Both athletes were weighted before the tests with their complete equipment, and an analysis of the tires used was performed to assess rolling resistance. Moreover, athletes were using Notio Konnect® aerometers are placed on the handlebars to measure wind speed and evaluate aerodynamic drag.
From the 3.5 km test segments, 2.5-3 km of each test was used to obtain the aerodynamic drag of the athlete. The reason is for eliminating initial and final variable readings from the Notio. Furthermore, post-analysis was performed on Golden Cheetah to calibrate each run according to the Notio Konnect® guidelines for conducting aerodynamic tests and evaluating variations between configurations. It was considered that drivetrain efficiency was 100 % in the calculations.
Results
The results show that helmet 1 was faster than all the other helmets. On the road bike, the athlete obtained a CdA of 0.278 ± 0.0021 m2 with helmet 1, and lower than the 0.281 ± 0.0021 m2 and 0. 282 ± 0.0033 m2 with helmet 2 and the helmet 3.

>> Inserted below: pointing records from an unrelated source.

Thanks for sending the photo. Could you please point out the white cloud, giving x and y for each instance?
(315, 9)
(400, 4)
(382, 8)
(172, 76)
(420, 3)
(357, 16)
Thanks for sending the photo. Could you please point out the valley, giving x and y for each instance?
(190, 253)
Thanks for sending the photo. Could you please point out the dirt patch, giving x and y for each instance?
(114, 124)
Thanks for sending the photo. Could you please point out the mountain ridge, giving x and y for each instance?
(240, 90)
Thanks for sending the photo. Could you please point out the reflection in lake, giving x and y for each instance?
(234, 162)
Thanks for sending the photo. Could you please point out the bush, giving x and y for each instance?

On the TT bike, the differences were more significant. The athlete obtained a CdA of 0.235 ± 0.0028 m2 with helmet 1, and lower than the 0. 2405 ± 0.0044 m2 and 0. 242 ± 0.0028 m2 with the Kask helmet 2 and helmet 2 (these did not present statistical differences between them on both athletes).

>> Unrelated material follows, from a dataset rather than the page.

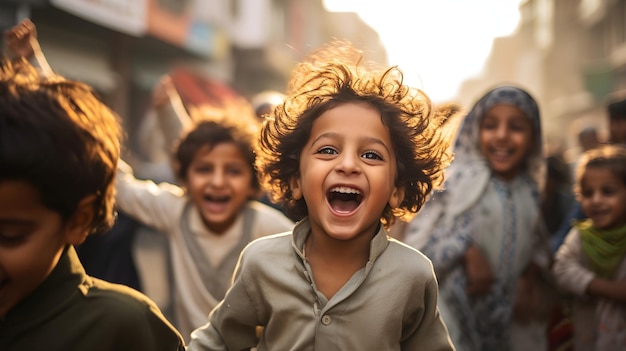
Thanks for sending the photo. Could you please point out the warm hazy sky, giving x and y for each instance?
(436, 43)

As expected, all TT helmets performed better than helmet 4 (road helmet) on the road bike. On the road bike, the athlete obtained a CdA of 0.278 ± 0.0021 m2 with helmet 1 and a CdA of 0. 294 ± 0.0025 m2 with the Road helmet 4.
Discussion
Therefore, from this study, it can be concluded that helmet 1 is likely to perform better than the other two helmets tested both on a road bike and on a TT bike for most athletes. Moreover, its performance improvements are more noticeable on a TT bike than on a road bike. This could be explained because the wider TT helmet will slightly increase the frontal area on the road bike, reducing the performance improvements obtained from the decrease in drag coefficient obtained by using the Spiuk TT helmet.

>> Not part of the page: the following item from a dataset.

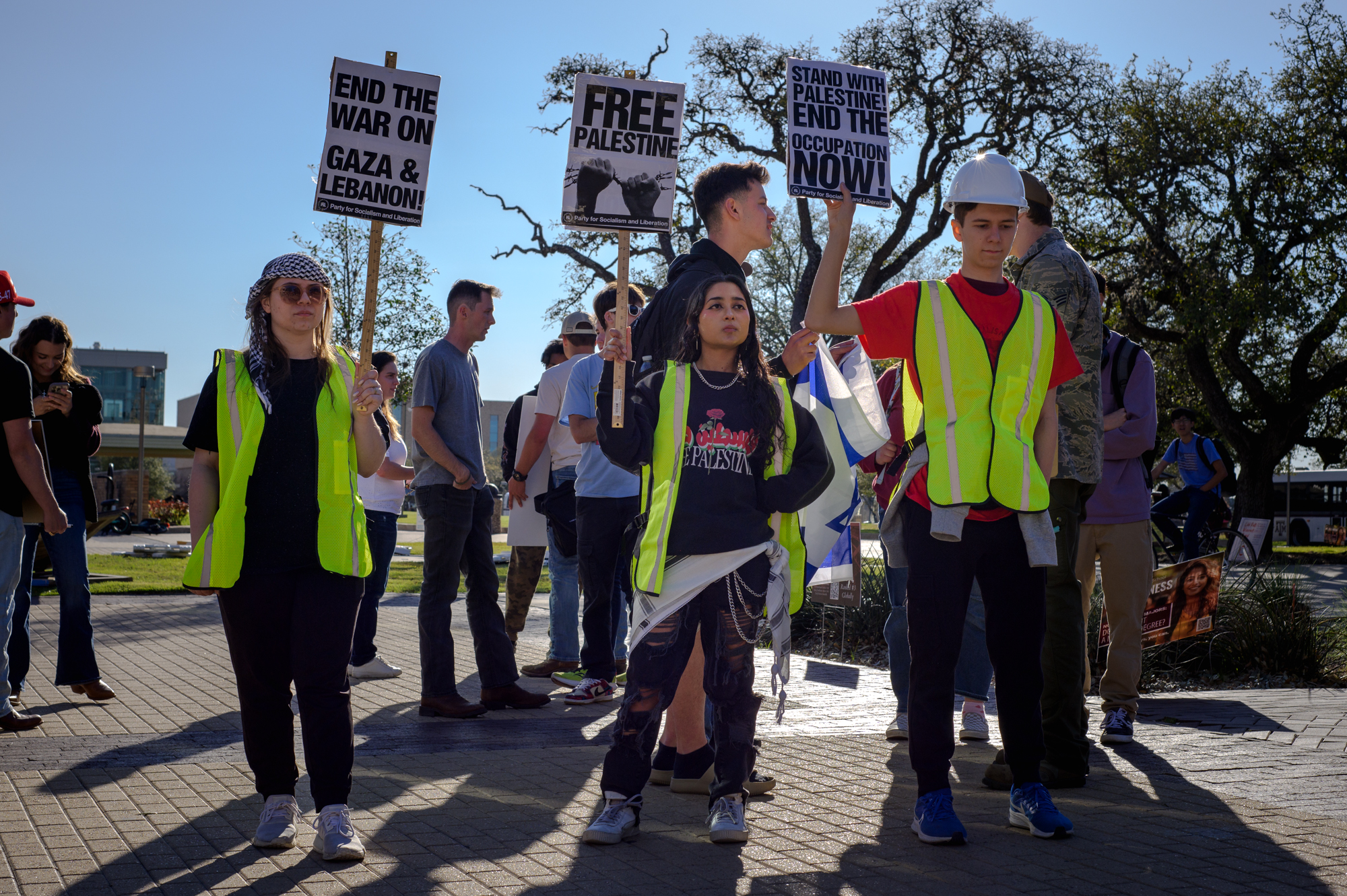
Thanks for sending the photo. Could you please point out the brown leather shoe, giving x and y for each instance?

In a TT position, the frontal area for the athlete will be the same when using the three different TT helmets, so the more comprehensive TT helmet will improve the flow around the shoulder of the athlete, reducing aerodynamic drag, and improving performance.
| Power output (300W) | Time | Time-saving (s) | Time | Time-saving (s) | Time | Time-saving |
| Helmet/Distance | 5 km | 10 km | 20 km | |||
| Helmet 1 | 6min52s | 0s | 13min44s | 0s | 27min28s | 0s |
| Helmet 2 | 6min56s | -4s | 13min52s | -8s | 27min44s | -16s |
| Helmet 3 | 6min55s | -3s | 13min50s | -6s | 27min40s | -12s |
Josh Teasdale's aerodynamic optimisation
This study was part of the aerodynamic optimisation of X-Speed United rider Josh Teasdale, leading to the UCI 1.1 Chrono des Nations where Josh finished in the Top 25.